Her long red hair snakes over a bed of autumn leaves, a few strands gleaming copper and gold across her forehead and cheeks.

Freckles dust her nose and cheeks, trail down her shoulders, and scatter across her bare chest, and her eyes are closed in the soft illusion of sleep.

She appears to be sinking into the earth, roots and twines cradling the contours of her body, claiming her inch by inch.

The forest either means to protect her—or eat her alive.

The soft curve of her waist and the gentle slope of her stomach lead into the elegant lines of her pale legs, one draped over her lover’s hips, the other stretched long across the leaves.

Her hand rests over the man’s heart.

Not in a possessive or timid way, exactly. Something between the two, like she’s holding the truth of him in her palm.

A small fire burns in her hand. A spark of desire. A flame meant only for him.

The man’s face is swallowed by shadow yet steeped in gold, every contour softened and obscured, as though she couldn’t bear to imagine him fully. Hallowed light covers their bodies in a sanctified, holy glow, and the entire card smolders. It isn’t merely sensual, but prophetic.

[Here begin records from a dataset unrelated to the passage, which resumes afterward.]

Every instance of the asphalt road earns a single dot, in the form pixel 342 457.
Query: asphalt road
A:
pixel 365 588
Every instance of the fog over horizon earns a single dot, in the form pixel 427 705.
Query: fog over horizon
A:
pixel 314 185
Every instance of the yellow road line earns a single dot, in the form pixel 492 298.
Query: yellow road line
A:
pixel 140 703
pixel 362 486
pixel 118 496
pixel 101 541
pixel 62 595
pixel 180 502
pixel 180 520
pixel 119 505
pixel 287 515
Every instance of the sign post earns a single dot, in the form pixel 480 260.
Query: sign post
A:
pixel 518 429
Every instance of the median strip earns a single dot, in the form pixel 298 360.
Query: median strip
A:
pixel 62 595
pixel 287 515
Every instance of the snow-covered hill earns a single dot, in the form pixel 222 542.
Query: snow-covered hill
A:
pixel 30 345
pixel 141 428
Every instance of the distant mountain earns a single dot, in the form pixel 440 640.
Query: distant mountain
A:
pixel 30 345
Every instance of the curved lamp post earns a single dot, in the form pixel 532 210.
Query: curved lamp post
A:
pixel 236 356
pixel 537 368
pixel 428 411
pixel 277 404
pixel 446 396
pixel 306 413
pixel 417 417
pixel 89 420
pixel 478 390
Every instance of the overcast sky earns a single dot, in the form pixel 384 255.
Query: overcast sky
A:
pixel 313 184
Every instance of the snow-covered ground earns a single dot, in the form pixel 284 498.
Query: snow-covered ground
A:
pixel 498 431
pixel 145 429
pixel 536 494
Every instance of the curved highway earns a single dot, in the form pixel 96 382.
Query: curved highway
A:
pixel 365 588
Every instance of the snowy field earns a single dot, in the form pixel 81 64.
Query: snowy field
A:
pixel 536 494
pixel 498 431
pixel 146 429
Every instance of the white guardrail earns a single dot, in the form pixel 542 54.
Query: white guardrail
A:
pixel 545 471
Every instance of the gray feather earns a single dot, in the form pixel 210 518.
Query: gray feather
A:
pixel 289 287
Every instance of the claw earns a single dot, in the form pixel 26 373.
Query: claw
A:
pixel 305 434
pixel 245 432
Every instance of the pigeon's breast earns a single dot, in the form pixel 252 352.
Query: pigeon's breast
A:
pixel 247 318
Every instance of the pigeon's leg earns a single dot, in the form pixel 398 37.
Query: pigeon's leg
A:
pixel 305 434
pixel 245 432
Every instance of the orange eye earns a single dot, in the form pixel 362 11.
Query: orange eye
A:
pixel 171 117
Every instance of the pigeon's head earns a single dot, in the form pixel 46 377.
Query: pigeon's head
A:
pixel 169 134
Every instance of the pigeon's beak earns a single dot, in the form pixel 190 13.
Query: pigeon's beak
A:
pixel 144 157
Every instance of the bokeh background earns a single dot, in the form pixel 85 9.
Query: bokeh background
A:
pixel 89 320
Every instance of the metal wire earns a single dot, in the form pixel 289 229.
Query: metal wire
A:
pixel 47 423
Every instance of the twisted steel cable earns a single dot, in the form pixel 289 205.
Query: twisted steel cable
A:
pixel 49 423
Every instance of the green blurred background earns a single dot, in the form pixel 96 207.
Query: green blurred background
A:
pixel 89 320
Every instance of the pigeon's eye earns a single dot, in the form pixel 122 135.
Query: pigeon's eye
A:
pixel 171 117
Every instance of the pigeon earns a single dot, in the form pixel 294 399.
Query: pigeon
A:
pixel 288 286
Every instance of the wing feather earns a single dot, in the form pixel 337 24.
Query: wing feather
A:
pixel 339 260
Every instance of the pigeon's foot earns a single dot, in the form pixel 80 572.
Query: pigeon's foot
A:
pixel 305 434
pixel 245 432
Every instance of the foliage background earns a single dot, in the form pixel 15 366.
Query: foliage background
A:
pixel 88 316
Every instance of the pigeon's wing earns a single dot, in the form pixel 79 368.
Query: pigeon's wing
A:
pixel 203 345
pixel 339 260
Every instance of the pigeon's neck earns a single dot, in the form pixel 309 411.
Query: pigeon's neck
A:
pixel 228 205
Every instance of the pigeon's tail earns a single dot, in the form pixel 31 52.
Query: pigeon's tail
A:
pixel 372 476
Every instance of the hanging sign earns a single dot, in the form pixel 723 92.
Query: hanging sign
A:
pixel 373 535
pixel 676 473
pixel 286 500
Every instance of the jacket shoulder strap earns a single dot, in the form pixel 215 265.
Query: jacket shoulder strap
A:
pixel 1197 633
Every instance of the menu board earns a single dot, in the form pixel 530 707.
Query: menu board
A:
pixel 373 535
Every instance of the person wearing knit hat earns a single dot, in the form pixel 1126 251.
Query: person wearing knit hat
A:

A wishful confession disguised as art.

“That’s the most beautiful one,” I breathe.

Her eyes dance. “You’ve only seen two.”

“I don’t need to see any more to know I love them.” Love you, I want to add. “You painted this deck with a piece of your soul, Max. It’s monumental.”

“I used to walk the trail up to Holyrood Park near the Edinburgh University library, kick off my shoes, and paint at the base of this beautifully skewed, gnarly hawthorn tree. A single card could take anywhere from one to four afternoons—so you do the math. All seventy-eight cards except for one. It took me months…”

“Why did you stop so close to the end?”

She shakes her head, pausing as if she’s just let slip a secret she once swore she’d never tell. “I guess I figured no one in this world would ever understand. I made a promise to myself, on that last day, never to return. Never to finish the last card.”

“Why?” I whisper, my voice heavy with grief.

Heat climbs up her throat, vivid as spilled wine. “Because I’m no Faerie princess, and there’s no Fae prince waiting for me. I was being na?ve. Now, let’s go back to your reading.”